Tsunami aid 'being spent on schedule'

A fifth of Australia's $1 billion tsunami aid package, donated to Indonesia after the devastating natural disaster four years ago today, could be spent in the next six months.

More than $500 million of the aid package has already gone towards rebuilding more than a hundred schools, constructing 1200 temporary shelters with running water and sanitation, as well as restoring hospitals and health clinics.

The parliamentary secretary for international development assistance, Bob McMullan, said the money was being spent on schedule.

''At the moment just over half has actually been spent and by the end of this financial year we expect that to be up towards 70 per cent,'' Mr McMullan said.

''At it's simplest it's about making people's lives better and there are a lot of peoples lives better as a consequence of this, most obviously in Aceh.

''So from a humanitarian point of view that [is] justification enough.

''If you add [Australia's] national interest in the terms of a peaceful, prosperous and democratic Indonesia on our doorstep, then it's been a good investment.'' The Aceh area was devastated four years ago when an earthquake off the Sumatran coast triggered a tsunami that wreaked havoc in low-lying nations ringing the Indian Ocean.

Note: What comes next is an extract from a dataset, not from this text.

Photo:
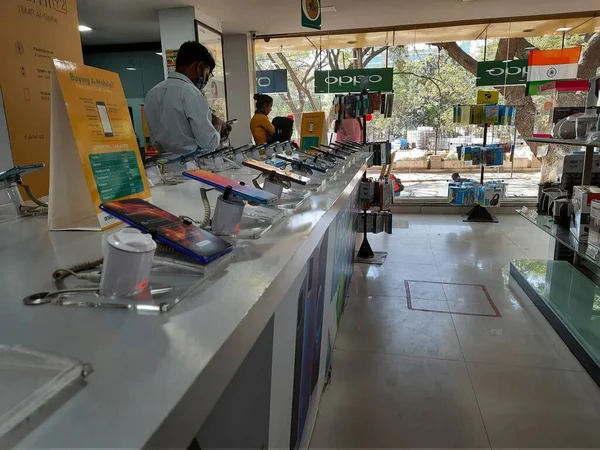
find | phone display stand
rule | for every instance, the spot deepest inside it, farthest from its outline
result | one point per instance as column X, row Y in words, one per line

In Indonesia alone, 167,000 people died and more than 50,000 people were left homeless.

The Howard government responded to the natural disaster by giving our northern neighbour a $1 billion aid package, to be administered by the Australian Indonesian Partnership for Reconstruction and Development, to rebuild affected areas in Aceh and north Sumatra.

The immediate humanitarian crisis has passed and the aid package is now targeting long-term projects such as health, infrastructure and importantly from an Australian security perspective according to Mr McMullan education.

''It is providing alternative opportunities for education where people might have been otherwise only had access to more extremist groups who provided educational opportunites,'' Mr McMullan said.